Thus the only real option is radical transformation. We can do this in one of the relatively easier ways, or we can do it in one of the much harder ways, after a series of increasing conflicts culminates in the long worried about "World War III". Radical transformation is difficult and painful, because it means that people who expected to get rewards by slam dunk methods aren't going to get them - and if there is anything people don't want to give up, it is no brainer profits. Radical transformation is also uncomfortable, because it means recognizing that the entire artistic capital of an age is, well, antiquated. Those who are well paid by the current system will not want to give up either their privileges, or their uninterupted corridor to power later on. Those who are outside will often not realize that there are painful tradeoffs involved in being inside.
We stand at a cross roads - either the US can make a big bet on the phony fuel economy - get one more half generation out of the petro-economy at the cost of trillions of dollars in wars and capital - or we can decide to radically restructure the economy around telecommunications, electricity, substitution away from carbon and a political system that has the mandate to guide this transformation. One road leads to a war with China, as the supply/sink limits are reached, and the only possible way to mediate them is to fight over them. The other road leads to a generation of political difficulties, and it is unpalatable to many whose idea of life is going from their big house to their big truck to their big job so they can retire in style to the Sun Belt.

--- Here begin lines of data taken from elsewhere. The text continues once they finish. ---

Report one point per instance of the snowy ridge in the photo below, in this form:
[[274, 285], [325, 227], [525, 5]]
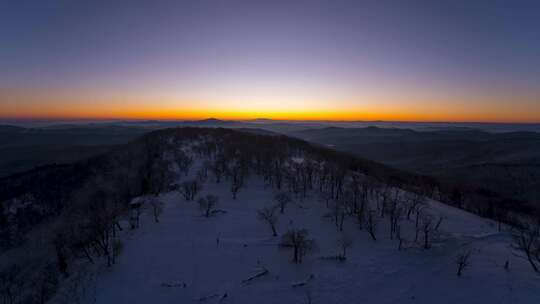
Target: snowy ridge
[[232, 257]]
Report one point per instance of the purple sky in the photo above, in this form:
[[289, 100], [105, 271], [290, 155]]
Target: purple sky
[[273, 56]]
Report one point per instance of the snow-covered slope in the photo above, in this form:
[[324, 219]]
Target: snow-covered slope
[[232, 257], [188, 258]]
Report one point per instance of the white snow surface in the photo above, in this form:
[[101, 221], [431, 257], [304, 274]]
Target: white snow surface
[[179, 259]]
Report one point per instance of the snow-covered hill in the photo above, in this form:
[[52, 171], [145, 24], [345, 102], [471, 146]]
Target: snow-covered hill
[[232, 257]]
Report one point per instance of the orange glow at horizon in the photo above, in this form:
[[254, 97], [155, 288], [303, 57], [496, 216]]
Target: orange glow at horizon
[[368, 109]]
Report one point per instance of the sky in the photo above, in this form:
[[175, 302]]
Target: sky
[[455, 60]]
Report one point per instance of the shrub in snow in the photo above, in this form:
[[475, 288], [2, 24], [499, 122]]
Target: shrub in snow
[[300, 243], [282, 199], [269, 216], [208, 204]]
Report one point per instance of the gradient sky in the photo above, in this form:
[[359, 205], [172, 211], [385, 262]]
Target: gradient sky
[[340, 60]]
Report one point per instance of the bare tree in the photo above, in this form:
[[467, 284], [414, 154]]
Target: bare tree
[[371, 223], [338, 214], [462, 261], [344, 243], [208, 204], [300, 243], [415, 202], [527, 242], [269, 215], [157, 207], [237, 180], [282, 199], [400, 238], [427, 227], [135, 213], [117, 248], [189, 189]]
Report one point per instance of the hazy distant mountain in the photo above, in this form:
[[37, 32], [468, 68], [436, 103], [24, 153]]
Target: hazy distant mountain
[[506, 163]]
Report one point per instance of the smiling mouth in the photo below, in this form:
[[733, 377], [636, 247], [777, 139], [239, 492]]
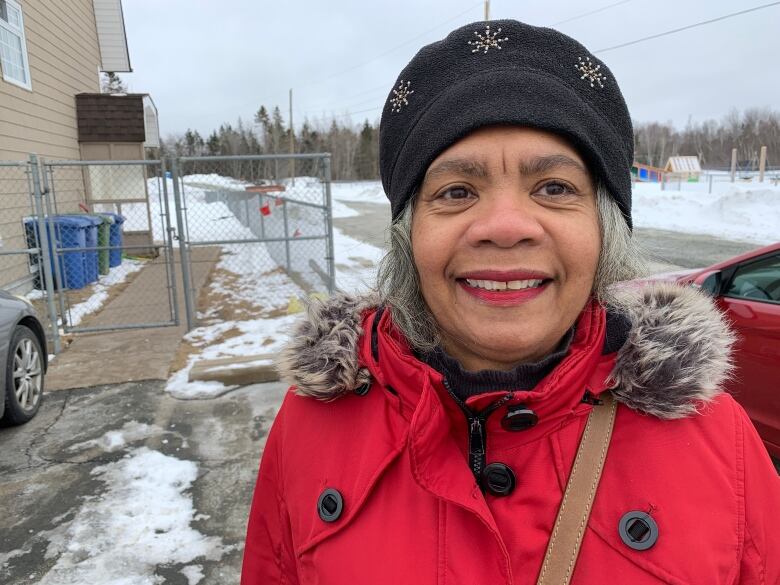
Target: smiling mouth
[[499, 285], [504, 290]]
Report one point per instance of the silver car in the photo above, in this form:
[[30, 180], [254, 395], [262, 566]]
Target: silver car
[[23, 353]]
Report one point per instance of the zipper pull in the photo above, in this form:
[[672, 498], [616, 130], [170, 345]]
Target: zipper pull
[[476, 447]]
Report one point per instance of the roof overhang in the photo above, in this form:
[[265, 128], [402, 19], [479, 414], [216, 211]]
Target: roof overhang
[[112, 38]]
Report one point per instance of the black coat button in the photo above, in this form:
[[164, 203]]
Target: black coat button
[[330, 505], [498, 479], [638, 530], [519, 418], [363, 389]]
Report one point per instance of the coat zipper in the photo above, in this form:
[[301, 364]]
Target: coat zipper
[[477, 424]]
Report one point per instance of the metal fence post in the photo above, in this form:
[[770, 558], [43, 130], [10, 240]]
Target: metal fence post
[[329, 220], [170, 231], [183, 250], [48, 194], [260, 210], [286, 237], [45, 257]]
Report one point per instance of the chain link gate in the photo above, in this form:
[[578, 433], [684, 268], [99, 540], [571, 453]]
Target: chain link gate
[[114, 276], [23, 237], [238, 218]]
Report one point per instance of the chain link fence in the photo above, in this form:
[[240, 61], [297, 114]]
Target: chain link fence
[[21, 270], [120, 239], [259, 223], [97, 245]]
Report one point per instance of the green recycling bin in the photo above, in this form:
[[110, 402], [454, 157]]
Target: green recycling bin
[[104, 235]]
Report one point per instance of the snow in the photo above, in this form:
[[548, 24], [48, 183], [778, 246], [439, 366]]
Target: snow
[[737, 211], [248, 274], [744, 210], [115, 440], [140, 522], [740, 211], [99, 290]]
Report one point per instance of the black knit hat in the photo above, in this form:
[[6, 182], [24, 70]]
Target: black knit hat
[[504, 72]]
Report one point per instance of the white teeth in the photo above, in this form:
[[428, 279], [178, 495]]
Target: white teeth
[[501, 285]]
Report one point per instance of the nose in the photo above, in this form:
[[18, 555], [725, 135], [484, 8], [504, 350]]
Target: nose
[[505, 218]]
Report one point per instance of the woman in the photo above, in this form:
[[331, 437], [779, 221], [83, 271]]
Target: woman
[[436, 432]]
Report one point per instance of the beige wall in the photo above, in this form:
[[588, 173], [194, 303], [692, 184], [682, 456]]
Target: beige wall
[[63, 53]]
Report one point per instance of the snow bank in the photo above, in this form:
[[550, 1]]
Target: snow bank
[[739, 211], [749, 212]]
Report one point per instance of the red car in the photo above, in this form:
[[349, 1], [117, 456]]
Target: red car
[[747, 289]]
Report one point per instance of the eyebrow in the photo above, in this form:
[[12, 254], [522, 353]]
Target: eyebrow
[[542, 164], [458, 166], [477, 169]]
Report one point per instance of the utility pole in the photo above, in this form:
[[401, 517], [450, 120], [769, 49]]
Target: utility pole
[[292, 144], [762, 165]]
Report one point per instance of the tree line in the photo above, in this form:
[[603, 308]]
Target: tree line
[[355, 148], [713, 140]]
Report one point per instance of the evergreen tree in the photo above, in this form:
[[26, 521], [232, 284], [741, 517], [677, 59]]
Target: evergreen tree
[[110, 82]]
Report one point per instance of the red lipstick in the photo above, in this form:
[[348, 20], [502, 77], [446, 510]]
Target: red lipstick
[[507, 297]]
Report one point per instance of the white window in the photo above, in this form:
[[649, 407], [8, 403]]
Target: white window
[[13, 46]]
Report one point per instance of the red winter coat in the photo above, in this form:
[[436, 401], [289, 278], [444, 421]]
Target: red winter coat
[[411, 512]]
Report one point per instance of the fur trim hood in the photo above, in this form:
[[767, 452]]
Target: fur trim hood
[[675, 359]]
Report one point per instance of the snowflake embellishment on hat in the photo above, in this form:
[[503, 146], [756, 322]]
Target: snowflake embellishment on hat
[[590, 72], [487, 41], [400, 97]]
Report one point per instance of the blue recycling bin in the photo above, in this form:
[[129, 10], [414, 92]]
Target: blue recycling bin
[[115, 239], [66, 233], [89, 223]]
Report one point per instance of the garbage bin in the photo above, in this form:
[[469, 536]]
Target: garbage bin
[[90, 225], [104, 236], [66, 233], [115, 239]]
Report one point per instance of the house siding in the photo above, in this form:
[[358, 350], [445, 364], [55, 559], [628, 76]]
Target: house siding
[[64, 58]]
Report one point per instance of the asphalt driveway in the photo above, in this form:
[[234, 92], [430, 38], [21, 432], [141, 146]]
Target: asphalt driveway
[[126, 482]]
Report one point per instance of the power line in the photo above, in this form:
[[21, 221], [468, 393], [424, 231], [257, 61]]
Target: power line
[[690, 26], [385, 86], [584, 14]]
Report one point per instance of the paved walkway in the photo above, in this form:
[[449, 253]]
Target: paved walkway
[[136, 354]]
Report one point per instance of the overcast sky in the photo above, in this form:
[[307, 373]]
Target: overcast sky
[[208, 62]]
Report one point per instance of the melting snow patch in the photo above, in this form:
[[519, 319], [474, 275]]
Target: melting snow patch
[[114, 440], [141, 521], [194, 574], [100, 292]]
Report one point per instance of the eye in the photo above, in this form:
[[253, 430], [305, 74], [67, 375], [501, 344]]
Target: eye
[[556, 189], [456, 193]]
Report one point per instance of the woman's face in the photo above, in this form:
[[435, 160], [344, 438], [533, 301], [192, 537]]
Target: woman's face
[[505, 238]]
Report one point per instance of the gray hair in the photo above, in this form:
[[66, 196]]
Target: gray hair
[[399, 284]]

But politics is often the choice between the unpalatable and the catastrophic. And the reward for making the change is simple - liberty. Liberty of a kind that no inhabitant of the pyramid world can know, a society with the vast weight of the pyramid is off of a person's back, and we have a freedom to pursue our goals in ways which are as unimaginably unconstrained as the automobile was to the people of the horse and buggy world.

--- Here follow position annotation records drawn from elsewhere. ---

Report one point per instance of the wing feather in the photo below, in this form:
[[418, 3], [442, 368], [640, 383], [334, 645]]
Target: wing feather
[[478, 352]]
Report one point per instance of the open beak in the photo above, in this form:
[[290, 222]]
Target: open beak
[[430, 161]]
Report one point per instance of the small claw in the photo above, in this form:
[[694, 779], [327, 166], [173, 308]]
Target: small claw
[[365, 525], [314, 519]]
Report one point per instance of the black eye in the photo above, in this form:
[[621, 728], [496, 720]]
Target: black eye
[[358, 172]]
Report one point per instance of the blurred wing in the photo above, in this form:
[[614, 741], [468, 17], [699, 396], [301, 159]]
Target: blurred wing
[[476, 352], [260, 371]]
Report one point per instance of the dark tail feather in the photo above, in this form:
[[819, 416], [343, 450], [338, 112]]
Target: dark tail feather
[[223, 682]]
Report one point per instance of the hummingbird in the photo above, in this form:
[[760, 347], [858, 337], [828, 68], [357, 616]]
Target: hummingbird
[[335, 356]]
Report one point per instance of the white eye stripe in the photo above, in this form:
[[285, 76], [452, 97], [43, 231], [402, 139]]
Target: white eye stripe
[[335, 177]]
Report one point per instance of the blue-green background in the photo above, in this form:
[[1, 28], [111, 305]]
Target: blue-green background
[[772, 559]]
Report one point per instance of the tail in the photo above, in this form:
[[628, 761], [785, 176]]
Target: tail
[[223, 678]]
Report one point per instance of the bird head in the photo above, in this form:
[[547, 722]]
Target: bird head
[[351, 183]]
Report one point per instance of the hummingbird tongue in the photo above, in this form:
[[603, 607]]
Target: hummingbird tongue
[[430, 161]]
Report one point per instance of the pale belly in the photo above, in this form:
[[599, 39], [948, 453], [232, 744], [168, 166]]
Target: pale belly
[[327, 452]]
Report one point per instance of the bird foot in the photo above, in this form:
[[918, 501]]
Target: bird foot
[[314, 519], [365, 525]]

However, first we have to deal with the problem of American Thermidor which is how we convert oil into land, land into money, and use the money to buy more oil. We also have to realize that a shift in the monetary basis is coming and this means a change in constitutional order. We are at the bottom of four great challenges in the 21st century.
The answer is a transformation of society as radical as the modern and post-modern were - and as radical as the victorian was. Everything will be different. Our houses, our transportation, how we make a living, our means of exchange, our sense of ourselves in our political and social context. This change is the important one, because all of the others will be worked through as the result of it.